Last Friday, New York Times reporter Cade Metz surveyed a number of ethical issues related to artificial intelligence and asked, “Is Ethical AI Even Possible?”
I recnetly had the opportunity to participate in a two-day summit on digital ethics in Seattle. I’ve been involved in such discussions before, but what impressed me about this event was (1) the increasing clarity of agreements around a number of generally accepted but specific ethical concerns, and (2) the increasing clarity about areas where disagreements are likely to persist (economic, political, cultural, etc.).
It helped that the summit opened with a keynote address by Ryan Calo, a law professor at the University of Washington School of Law and co-director of Tech Policy Lab. Calo, who emphasizes the limits of ethics, encouraged us to focus on universal but particular agreements that could become regulations.

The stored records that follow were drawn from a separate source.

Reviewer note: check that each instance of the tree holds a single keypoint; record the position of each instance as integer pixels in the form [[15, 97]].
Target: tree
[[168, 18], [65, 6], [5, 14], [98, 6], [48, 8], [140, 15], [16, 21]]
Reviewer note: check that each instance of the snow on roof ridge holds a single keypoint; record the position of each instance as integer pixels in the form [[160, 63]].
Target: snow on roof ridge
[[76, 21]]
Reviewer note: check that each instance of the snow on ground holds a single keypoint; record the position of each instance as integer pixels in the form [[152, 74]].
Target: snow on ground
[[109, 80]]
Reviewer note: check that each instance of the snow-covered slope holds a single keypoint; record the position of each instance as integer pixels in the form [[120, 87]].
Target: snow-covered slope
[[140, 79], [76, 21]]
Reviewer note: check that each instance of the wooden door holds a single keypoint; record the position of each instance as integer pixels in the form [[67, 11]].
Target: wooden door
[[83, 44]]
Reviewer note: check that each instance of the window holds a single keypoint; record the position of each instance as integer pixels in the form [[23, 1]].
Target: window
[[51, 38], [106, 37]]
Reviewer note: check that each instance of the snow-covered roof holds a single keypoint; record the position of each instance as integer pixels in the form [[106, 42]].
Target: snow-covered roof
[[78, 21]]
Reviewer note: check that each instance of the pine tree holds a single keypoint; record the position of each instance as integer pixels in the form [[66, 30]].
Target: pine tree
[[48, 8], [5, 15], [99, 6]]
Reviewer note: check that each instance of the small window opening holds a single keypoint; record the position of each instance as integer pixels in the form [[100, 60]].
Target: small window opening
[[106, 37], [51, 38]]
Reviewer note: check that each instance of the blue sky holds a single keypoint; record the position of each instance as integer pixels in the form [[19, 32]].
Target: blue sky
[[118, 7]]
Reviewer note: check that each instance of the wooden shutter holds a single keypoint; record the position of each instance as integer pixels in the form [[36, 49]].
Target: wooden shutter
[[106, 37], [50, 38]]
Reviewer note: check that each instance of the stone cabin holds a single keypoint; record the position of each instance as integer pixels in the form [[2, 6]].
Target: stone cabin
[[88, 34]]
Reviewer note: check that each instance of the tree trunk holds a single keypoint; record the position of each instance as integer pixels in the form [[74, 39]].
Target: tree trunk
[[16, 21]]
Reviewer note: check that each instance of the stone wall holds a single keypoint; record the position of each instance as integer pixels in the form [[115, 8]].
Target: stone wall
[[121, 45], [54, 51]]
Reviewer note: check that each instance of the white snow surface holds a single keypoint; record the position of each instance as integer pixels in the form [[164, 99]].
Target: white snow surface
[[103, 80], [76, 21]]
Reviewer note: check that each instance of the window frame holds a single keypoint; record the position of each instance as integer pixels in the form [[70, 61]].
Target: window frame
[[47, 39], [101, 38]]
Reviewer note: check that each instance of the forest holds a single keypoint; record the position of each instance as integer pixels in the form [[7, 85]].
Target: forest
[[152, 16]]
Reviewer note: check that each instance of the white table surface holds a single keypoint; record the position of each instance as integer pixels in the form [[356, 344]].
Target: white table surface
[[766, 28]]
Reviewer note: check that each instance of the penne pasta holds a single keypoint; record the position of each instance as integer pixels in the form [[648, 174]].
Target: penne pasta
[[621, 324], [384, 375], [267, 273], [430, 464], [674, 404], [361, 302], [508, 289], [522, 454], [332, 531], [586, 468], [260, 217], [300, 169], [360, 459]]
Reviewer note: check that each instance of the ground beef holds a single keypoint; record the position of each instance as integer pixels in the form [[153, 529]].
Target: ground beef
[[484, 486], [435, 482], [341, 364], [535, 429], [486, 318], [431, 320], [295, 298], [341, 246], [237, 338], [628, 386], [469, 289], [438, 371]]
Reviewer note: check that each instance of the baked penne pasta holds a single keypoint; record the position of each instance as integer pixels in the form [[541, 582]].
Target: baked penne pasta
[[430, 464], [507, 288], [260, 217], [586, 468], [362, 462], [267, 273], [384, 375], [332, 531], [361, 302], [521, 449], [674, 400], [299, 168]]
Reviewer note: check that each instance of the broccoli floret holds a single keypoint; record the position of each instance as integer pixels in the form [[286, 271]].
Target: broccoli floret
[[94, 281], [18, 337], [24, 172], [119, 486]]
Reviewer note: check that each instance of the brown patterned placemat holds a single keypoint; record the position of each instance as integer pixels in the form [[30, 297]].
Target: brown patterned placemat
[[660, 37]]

As we interacted with ethical statements that will appear in the forthcoming book We the People: A Guide to Digital Ethics for People, Organizations, and Robots of All Kinds by Peter Temes and Florin Rotar, I thought of the emerging consensus around AI ethical concerns that Luciano Floridi and others have identified. Some of these concerns have been raised previously, and some are new (with AI, what’s new is explicability).
It is encouraging that agreement may be possible about many important issues related to data collection and algorithmic control. But these issues, as important as they are, are penultimate concerns. As we make progress toward respecting individual attention, autonomy, and agency and making our society more equitable and just, further thought must be given not only to what is feasible but also to what is desirable.
Floridi calls this “soft ethics.” Shannon Vallor and others address this space within the concept of “global ethics.” Full consensus about ultimate values is—at least in the world we know—impossible. That doesn’t mean we shouldn’t seek it; it means we shouldn’t expect it.
As I participated in these ethical discussions, and we clarified points of agreement and disagreement, I began to wonder how we could document and describe our disagreements in our ethical frameworks. As our technological powers grow and accelerate, we need to be clearer and more transparent about our beliefs individually and institutinoally. As Byron Reese points out in his book The Fourth Age, “experts disagree not because they know different things, but because they believe different things.”
Wouldn’t it be wise for us to be more deliberate about creating space within our ethical discussions and frameworks where we can identify and disclose ethical disagreements as we seek shared values?
To create and live into a shared vision of the future, we need to be clear about—and explore together—our diverse beliefs and hopes. Ultimately, individually and collectively, we are constructing and affirming different eschatological narratives that must be productively and peacefully coordinated.